Which makes sense - I bet they're making a killing on zombie subscription fees and little on legitimate users.
For example, maybe they keep enough to funds for last 6 months of chargebacks and have some special kick-back to bank? Or maybe the game plan is to always open a new merchant account after the first one is closed? Or maybe the bar is so low and they never need to worry to lose their merchant account?
Porn sites, bail bonds, check cashing locations, dating sites, weight loss centers, and dozens of other types of businesses use this category of services which has a very high tolerance of chargebacks.
The sad part is if you get enough chargebacks you can actually bake in a higher transaction cost and not have to pay per-chargeback fees like other normal merchants do.
I wonder how they managed to have the site up for so long - may be some kind of a high risk merchant account provider who approved their payment gateway.
I'm sorry: you're talking about the section that explains "How the JustFab VIP Program Works"? Whose 4 bullet points say:
1. Get a boutique the first of the month
2. Browse and Buy
3. Don't like anything, skip
4. If you don't buy or skip by the 5th you'll be charged anyway?
And a default unchecked box that you read and agree?

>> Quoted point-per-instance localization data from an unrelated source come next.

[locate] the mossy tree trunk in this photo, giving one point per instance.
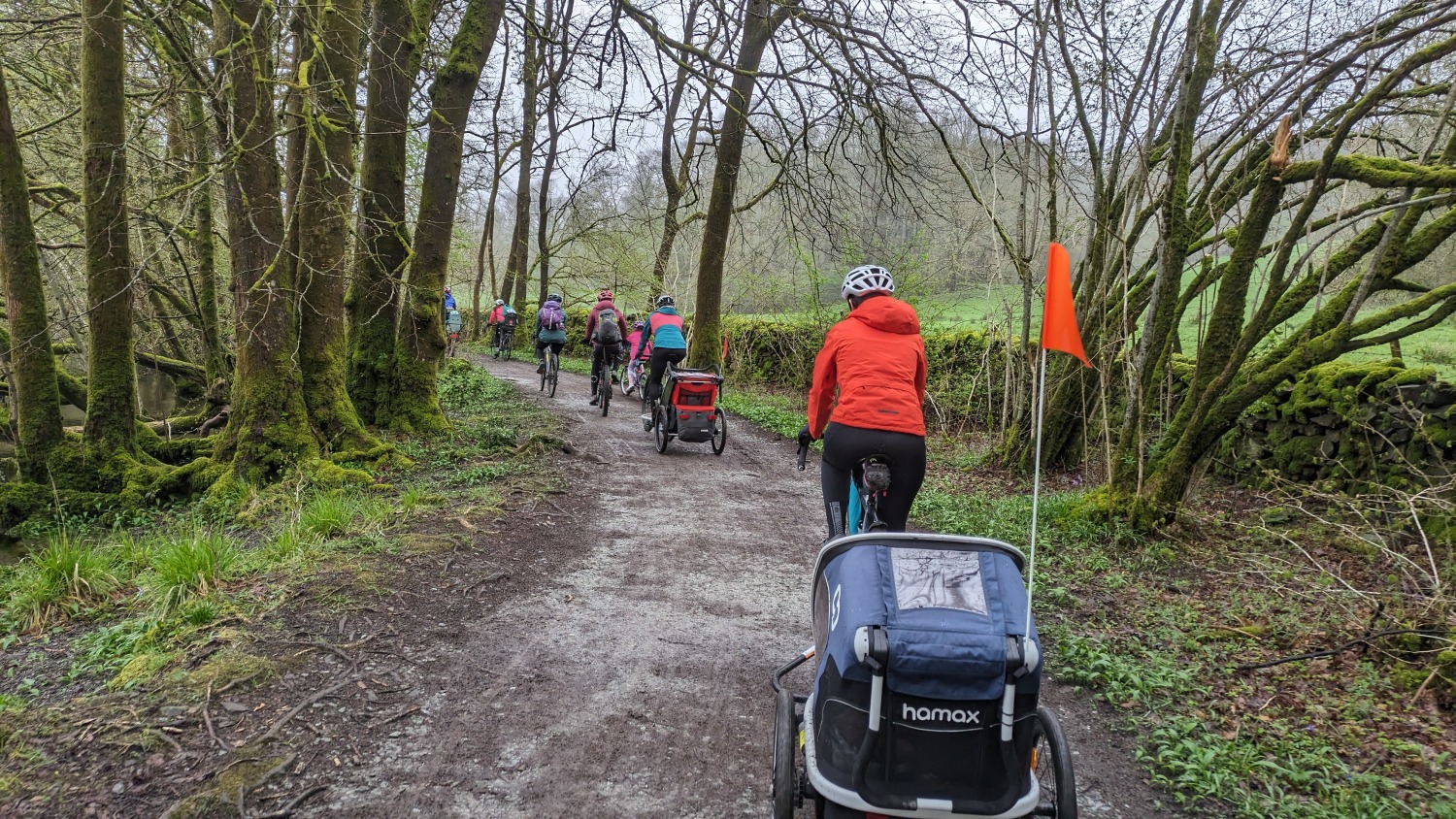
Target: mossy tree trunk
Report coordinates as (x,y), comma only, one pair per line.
(485,255)
(763,17)
(518,252)
(1178,233)
(268,429)
(32,367)
(676,166)
(111,408)
(203,242)
(383,242)
(323,209)
(415,401)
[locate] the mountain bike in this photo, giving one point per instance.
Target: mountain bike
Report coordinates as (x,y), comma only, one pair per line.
(870,484)
(608,370)
(634,380)
(504,341)
(552,372)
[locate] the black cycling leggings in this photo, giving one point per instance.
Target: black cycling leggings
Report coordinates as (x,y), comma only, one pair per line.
(660,358)
(844,446)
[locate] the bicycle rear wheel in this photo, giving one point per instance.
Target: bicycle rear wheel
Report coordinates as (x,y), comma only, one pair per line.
(660,432)
(719,431)
(1051,763)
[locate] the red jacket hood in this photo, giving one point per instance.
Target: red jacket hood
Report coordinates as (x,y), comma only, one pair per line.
(888,314)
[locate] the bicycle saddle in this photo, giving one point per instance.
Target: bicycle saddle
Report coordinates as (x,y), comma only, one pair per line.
(877,475)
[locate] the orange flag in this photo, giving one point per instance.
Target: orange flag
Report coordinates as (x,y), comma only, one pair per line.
(1059,319)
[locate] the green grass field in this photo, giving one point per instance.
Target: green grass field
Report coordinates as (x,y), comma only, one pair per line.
(990,308)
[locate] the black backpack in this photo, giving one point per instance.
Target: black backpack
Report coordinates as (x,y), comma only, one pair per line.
(608,329)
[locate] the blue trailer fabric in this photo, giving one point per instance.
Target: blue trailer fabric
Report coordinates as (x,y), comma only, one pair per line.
(946,615)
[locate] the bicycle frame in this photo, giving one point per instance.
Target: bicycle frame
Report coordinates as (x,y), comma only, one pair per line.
(864,505)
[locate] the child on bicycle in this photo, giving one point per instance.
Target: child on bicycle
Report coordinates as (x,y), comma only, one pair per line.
(606,331)
(453,325)
(664,335)
(876,357)
(494,322)
(550,329)
(637,351)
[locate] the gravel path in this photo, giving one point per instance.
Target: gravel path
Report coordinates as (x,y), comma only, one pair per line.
(623,671)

I think the concept of "engineered to be misleading" might just put the points in say, a small font, or in the terms and conditions behind a link. If someone describes it clearly in bold font in a section explaining how the site works, well, that's a pretty strange way of misleading people.
Think of the people in your life not quite as tech-savvy as yourself, like maybe your next-door neighbour or your mother. Would you expect them not to be misled by this? Sure, I'd hope my mother would be critical enough to notice, but I can easily see it happen otherwise.
Another indication is, I assume that a lot of people who do notice will instead decide to bail out entirely and not buy anything, rather than (like I would do, if I really wanted the item) pay, log in, and cancel the account immediately. Because that's not really an obvious thing to do, given the set expectation of being a regular online shopping store.